Wall Street Journal Editorial
Review & Outlook Asia
October 27, 2010
Again, Where Is Gao Zhisheng?

The pioneering human-rights lawyer represents a disturbing extreme case in China’s approach to troublemakers. Liu Xiaobo’s Nobel Peace Prize has brought much-need attention to the struggle of others working for liberty in China. Gao Zhisheng, a human-rights lawyer who has been missing since April, is another example of how Beijing silences troublemakers. Mr. Gao hasn’t had the privilege of courts and jails but has simply disappeared, without any official word on the circumstances of what his family and most observers believe to be his detention by the government.

Last week Mr. Gao’s older brother was turned away when he went to a Beijing police station to ask about his whereabouts. Officers refused to file a missing persons report or take a written statement from the brother. “They dismissed me entirely; there was nothing I could do,” he told us by phone.

Gao Zhisheng’s plight began in 2006, when he was charged with “inciting subversion” for defending religious minorities and other controversial clients. The authorities revoked his license to practice law, and he released an open letter detailing the torture he suffered during detention. After his sentence was suspended, he was harassed and periodically detained before being kidnapped by security forces in February 2009.

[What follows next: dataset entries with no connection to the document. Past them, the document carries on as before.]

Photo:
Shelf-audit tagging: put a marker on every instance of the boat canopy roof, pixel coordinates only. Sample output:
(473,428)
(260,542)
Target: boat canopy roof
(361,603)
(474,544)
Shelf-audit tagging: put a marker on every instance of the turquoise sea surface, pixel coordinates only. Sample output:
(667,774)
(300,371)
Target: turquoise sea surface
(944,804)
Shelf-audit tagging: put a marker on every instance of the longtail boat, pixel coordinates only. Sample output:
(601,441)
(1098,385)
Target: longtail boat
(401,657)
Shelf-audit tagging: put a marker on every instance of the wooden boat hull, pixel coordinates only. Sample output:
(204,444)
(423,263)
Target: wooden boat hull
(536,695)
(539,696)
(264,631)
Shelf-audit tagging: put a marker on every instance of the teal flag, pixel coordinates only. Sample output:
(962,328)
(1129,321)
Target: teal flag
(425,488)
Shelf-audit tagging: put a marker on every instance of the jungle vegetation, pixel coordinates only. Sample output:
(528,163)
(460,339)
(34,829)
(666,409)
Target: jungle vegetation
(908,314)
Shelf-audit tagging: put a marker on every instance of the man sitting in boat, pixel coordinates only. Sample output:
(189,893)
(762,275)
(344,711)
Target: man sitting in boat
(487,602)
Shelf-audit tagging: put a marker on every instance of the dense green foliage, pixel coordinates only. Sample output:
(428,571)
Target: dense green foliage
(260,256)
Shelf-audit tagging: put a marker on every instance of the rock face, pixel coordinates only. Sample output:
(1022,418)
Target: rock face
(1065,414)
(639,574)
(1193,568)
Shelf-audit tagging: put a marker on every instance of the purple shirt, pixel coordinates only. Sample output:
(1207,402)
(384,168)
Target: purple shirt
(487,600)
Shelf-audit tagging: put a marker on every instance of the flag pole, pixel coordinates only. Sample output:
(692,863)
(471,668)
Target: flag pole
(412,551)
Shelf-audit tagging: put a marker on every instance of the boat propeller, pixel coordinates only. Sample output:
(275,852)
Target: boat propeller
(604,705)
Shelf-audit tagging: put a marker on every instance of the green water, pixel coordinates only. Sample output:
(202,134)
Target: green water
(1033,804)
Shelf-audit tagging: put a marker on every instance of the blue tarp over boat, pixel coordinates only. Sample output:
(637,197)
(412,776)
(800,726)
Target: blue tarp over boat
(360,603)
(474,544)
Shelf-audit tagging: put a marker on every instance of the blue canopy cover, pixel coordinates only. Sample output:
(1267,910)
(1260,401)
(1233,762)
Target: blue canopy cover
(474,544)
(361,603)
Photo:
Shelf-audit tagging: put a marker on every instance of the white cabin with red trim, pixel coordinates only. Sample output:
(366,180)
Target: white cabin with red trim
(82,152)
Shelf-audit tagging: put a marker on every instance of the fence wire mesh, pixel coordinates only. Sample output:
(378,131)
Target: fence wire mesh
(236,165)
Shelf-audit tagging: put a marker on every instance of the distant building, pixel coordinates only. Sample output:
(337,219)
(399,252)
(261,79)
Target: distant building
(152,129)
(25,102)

Mr. Gao resurfaced in March this year, apparently as a result of a government effort to allay international concerns for his safety. At a news conference, he announced that he was giving up  activism for his family’s sake: “My children need me by their side growing up.” He vanished again shortly thereafter and has not been heard from.

Mr. Gao’s presumed detention is the most egregious example to date of China’s new willingness to circumvent its own laws when persecuting troublemakers. No dissident of his prominence has ever been detained for such a long time without official explanation. And because he is “missing” and outside of the legal system, Mr. Gao lacks all judicial and personal protections. Jailed activists are at least allowed phone calls and family visits; Mr. Gao has not even been able to contact his family and tell them he is alive.

As a litigator, Mr. Gao once spearheaded China’s movement toward a modern legal system, making use of new laws protecting individual rights against state power. In 2001, the Chinese Ministry of Justice named him one of the country’s 10 best lawyers. For all of Mr. Gao’s work to empower his fellow citizens, it has become increasingly clear that the Chinese government’s regard for the rule of law stops at any challenge to its monopoly on power.

Earlier this month, 29 members of the U.S. House of Representatives signed an open letter urging President Barack Obama to push for the release of Messrs. Liu and Gao. Elsewhere in our pages today, Mr. Gao’s 17-year-old daughter makes the same plea. Her story is a reminder that the obligation to free Mr. Gao and other dissidents is not merely a legal one—it is also a moral one.